Wednesday 8 September 2010

…such bloody awful poetry

to quote the Smiths.

I say this because during the awful speeches delivered in monotones (I exempt the charismatic Students' Union president and Dame Elizabeth Butler-Sloss from this), I read a slim volume entitled Very Bad Poetry, which is a delight.

Just as the Dean concluded a long speech of which I couldn't hear a single distinct word, I reached the wonderful line
The Dean met his Death with the Ground
 (Samuel Bently, 'The River Dove: A Lyric Pastoral', 1760s?).

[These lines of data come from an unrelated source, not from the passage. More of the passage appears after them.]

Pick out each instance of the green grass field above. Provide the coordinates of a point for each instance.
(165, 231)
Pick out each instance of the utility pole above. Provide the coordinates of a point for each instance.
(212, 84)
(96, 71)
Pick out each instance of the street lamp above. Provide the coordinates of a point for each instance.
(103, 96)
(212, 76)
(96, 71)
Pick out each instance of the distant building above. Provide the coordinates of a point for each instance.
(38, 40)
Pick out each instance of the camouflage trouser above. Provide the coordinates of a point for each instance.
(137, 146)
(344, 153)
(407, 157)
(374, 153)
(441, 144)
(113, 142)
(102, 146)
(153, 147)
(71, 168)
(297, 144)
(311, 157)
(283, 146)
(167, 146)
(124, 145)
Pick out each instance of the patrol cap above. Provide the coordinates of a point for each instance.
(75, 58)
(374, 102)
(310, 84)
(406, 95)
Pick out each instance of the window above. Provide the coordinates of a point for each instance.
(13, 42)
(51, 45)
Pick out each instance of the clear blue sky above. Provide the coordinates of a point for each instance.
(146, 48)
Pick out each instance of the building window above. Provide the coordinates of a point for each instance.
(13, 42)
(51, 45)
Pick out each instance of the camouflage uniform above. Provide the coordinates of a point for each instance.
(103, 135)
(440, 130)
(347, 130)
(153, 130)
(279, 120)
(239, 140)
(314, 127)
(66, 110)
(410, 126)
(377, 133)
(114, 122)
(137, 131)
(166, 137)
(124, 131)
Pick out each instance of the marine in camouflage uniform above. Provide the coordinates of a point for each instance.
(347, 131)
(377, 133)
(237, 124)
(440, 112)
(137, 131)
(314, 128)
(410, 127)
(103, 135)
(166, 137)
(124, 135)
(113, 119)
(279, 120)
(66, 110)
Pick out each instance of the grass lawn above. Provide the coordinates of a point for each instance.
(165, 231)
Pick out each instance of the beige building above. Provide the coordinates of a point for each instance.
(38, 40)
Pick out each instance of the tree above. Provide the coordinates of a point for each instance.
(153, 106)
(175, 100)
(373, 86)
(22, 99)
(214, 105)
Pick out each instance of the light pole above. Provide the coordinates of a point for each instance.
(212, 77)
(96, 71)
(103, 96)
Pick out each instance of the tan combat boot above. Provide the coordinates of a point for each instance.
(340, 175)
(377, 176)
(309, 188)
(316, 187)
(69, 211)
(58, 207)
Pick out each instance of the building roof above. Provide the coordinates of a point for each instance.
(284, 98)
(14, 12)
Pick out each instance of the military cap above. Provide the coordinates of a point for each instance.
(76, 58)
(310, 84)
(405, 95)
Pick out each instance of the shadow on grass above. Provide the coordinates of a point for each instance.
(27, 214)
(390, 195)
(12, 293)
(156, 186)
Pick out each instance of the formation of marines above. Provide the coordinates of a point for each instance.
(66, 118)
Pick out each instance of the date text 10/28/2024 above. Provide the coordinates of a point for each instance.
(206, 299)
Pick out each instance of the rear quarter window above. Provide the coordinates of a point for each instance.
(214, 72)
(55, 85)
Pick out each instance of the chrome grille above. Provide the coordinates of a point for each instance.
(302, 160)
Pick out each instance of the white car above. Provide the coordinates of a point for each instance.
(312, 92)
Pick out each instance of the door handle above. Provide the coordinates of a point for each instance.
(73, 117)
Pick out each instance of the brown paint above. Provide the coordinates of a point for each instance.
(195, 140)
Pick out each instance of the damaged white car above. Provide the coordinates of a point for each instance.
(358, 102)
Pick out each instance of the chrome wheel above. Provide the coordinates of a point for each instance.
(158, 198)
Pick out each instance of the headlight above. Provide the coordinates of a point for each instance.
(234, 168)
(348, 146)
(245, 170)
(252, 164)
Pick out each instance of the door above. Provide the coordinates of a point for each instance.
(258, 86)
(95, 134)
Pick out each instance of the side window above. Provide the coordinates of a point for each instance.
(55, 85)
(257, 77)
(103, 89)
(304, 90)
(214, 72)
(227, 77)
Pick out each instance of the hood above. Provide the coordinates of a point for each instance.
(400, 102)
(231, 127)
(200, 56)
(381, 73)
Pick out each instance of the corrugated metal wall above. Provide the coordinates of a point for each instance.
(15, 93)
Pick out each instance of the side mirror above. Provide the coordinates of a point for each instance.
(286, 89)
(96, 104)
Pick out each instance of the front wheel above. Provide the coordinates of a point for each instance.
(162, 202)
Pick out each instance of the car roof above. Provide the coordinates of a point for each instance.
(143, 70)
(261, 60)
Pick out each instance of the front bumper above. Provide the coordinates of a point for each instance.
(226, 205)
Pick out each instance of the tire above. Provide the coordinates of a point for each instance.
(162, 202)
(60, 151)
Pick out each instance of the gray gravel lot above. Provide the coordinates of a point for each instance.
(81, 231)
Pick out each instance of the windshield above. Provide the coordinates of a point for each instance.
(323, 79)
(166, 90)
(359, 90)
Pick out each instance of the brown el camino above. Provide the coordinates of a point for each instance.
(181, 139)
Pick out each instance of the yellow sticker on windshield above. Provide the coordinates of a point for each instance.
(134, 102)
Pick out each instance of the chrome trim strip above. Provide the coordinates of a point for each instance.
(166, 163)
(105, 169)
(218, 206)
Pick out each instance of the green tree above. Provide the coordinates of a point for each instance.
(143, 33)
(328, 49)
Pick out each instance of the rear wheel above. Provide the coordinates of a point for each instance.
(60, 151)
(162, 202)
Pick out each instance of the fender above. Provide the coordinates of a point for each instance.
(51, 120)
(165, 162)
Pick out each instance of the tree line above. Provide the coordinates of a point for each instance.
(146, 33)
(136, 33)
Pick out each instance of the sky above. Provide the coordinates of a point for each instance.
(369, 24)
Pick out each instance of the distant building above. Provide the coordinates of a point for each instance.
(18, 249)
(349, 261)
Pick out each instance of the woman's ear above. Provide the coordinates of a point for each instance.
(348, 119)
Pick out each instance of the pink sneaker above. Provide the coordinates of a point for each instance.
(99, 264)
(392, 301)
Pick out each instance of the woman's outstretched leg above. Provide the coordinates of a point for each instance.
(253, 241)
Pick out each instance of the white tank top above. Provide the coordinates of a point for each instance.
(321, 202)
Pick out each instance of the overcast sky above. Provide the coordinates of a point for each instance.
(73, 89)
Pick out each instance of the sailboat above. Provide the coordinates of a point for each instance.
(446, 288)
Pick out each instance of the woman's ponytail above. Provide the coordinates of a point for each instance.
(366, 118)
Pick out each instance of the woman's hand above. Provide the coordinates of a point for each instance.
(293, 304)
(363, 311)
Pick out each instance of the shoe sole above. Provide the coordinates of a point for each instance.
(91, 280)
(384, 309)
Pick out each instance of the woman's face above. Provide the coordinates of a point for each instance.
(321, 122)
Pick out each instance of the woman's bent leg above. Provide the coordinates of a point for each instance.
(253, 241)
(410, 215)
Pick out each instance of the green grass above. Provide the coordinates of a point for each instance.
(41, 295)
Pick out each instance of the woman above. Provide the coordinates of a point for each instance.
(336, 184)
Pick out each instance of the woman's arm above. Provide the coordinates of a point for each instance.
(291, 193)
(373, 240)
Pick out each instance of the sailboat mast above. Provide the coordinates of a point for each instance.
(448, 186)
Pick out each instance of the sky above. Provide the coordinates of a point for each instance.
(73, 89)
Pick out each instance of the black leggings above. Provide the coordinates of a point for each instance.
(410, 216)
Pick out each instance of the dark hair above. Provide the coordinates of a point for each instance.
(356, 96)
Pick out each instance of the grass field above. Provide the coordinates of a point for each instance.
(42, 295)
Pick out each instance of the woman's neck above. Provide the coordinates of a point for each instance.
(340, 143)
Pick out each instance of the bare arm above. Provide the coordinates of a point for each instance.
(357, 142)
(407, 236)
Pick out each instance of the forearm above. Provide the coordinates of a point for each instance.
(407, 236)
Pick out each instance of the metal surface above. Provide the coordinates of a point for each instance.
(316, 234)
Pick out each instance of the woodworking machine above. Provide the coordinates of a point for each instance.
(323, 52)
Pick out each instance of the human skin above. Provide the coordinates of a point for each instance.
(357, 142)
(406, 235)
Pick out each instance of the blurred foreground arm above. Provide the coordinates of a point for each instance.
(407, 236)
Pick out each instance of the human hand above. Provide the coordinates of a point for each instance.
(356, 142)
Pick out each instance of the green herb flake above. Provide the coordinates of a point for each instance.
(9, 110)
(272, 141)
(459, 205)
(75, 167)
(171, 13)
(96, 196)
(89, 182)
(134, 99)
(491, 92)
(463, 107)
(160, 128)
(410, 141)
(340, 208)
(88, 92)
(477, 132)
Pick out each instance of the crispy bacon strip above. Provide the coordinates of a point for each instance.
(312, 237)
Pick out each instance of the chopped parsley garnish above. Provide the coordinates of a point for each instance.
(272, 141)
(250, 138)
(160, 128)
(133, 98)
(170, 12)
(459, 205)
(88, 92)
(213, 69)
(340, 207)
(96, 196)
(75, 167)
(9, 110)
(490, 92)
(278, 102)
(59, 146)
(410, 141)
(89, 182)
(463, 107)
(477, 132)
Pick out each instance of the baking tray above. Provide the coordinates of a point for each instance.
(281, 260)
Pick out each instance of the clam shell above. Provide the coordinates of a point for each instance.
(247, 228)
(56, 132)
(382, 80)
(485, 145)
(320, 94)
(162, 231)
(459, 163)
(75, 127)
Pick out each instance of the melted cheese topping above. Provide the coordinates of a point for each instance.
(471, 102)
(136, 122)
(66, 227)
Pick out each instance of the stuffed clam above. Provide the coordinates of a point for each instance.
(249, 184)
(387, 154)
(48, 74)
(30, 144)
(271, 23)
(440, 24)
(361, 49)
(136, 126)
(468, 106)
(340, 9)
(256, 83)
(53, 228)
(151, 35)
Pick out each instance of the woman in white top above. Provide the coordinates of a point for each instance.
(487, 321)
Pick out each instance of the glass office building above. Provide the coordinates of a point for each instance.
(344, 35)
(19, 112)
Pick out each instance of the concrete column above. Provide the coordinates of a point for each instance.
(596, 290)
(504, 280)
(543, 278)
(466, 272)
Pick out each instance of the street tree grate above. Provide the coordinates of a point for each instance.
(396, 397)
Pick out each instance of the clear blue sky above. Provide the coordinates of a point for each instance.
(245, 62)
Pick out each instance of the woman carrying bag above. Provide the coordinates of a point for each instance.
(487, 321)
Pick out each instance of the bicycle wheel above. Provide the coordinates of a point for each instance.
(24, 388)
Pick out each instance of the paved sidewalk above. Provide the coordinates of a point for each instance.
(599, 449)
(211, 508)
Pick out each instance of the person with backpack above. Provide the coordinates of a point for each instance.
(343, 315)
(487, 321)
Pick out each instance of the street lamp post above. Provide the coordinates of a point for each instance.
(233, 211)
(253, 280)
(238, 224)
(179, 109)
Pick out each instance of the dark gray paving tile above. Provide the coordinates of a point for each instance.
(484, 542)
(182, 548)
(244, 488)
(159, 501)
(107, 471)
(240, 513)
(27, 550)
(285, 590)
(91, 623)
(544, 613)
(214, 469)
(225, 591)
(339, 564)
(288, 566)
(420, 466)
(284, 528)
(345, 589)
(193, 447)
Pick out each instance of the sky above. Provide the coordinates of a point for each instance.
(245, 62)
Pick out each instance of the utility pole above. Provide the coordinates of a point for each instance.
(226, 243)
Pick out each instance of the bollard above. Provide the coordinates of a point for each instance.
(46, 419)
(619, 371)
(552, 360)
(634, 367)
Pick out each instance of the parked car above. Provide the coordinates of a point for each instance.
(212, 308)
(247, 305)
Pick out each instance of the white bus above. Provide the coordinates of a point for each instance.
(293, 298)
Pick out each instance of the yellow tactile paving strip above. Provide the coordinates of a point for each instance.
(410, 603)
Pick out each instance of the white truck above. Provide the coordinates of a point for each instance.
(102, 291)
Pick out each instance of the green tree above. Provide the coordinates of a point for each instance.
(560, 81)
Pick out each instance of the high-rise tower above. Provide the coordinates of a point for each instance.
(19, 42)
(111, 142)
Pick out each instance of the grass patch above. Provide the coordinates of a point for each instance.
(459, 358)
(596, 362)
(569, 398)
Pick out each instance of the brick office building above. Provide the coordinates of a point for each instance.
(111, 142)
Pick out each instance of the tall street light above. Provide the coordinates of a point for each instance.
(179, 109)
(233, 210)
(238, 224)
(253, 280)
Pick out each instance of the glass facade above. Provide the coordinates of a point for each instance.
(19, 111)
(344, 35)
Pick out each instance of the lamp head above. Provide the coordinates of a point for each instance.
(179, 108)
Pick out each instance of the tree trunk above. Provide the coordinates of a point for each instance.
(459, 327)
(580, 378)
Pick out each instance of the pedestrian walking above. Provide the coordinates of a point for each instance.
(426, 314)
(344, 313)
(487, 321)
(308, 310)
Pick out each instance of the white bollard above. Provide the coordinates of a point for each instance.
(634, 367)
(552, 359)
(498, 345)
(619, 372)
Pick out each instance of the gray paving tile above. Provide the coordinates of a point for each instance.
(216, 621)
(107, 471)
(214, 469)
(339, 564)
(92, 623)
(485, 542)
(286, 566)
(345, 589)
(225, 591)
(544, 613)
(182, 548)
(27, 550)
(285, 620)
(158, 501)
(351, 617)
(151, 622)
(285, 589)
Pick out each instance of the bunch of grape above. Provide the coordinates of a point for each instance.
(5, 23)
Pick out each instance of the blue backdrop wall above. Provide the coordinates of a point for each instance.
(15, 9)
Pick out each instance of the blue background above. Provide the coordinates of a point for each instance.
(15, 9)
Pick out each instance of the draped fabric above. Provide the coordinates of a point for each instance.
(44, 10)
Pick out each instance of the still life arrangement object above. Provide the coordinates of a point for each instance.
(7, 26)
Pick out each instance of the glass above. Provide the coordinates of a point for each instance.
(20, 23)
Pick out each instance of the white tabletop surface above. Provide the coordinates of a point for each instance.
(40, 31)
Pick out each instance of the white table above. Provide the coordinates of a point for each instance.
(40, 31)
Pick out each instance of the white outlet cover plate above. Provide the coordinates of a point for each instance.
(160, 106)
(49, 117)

But that wasn't the best of the worst poetry. Try these:

From Colonel I. J. Brittain's 'The Tragedy of Ida Ball Warren and Samuel Christie':
A fisherman went up the stream,
     He thought he saw a root,
On closer investigation
     He saw it was a human foot.

And finally, an excerpt from Solyman Brown (dentist-poet)'s cautionary epic about tooth decay, 'The Dentologia - A Poem on the Diseases of Teeth':
Whene'er along the ivory disks, are seen,
The filthy footsteps of the dark gangrene;
When cries come, with stealthy pace to throw
Corrosive ink spots on those banks of snow–
Brook no delay, ye trembling, suffering fair,
But fly for refuge to the dentist's care.

There's a lot more in this vein, and I thoroughly recommend the book. I plan to use it in my classes this year, once I've worked out the DNA of bad poetry. So far, the worst stuff is guilty of being over-specific, or overly abstract, too fixated by the metrical rules, of believing that poetry consists of little more than rhyming, and of trying to stuff significance into insignificant events. The dentistry poem is a good example - it uses the language and syntax of romanticism for a deeply unromantic theme, leading to accidental and unintended bathos. It's comic for us - but wasn't for Mr. Brown.

Only one book in the post today - A collection of Caryl Churchill's wonderful plays, including Serious Money and Top Girls, which aren't just the best plays from the last 20/30 years, but amongst the best plays ever written. If you ever get the chance, go see them. Serious Money is about the financial sector in the 1980s - I saw the very appropriate revival in Birmingham last year, and the City collapsed (temporarily, unfortunately). It's very very rude, bitter, intelligent - and all done in rhyming couplets.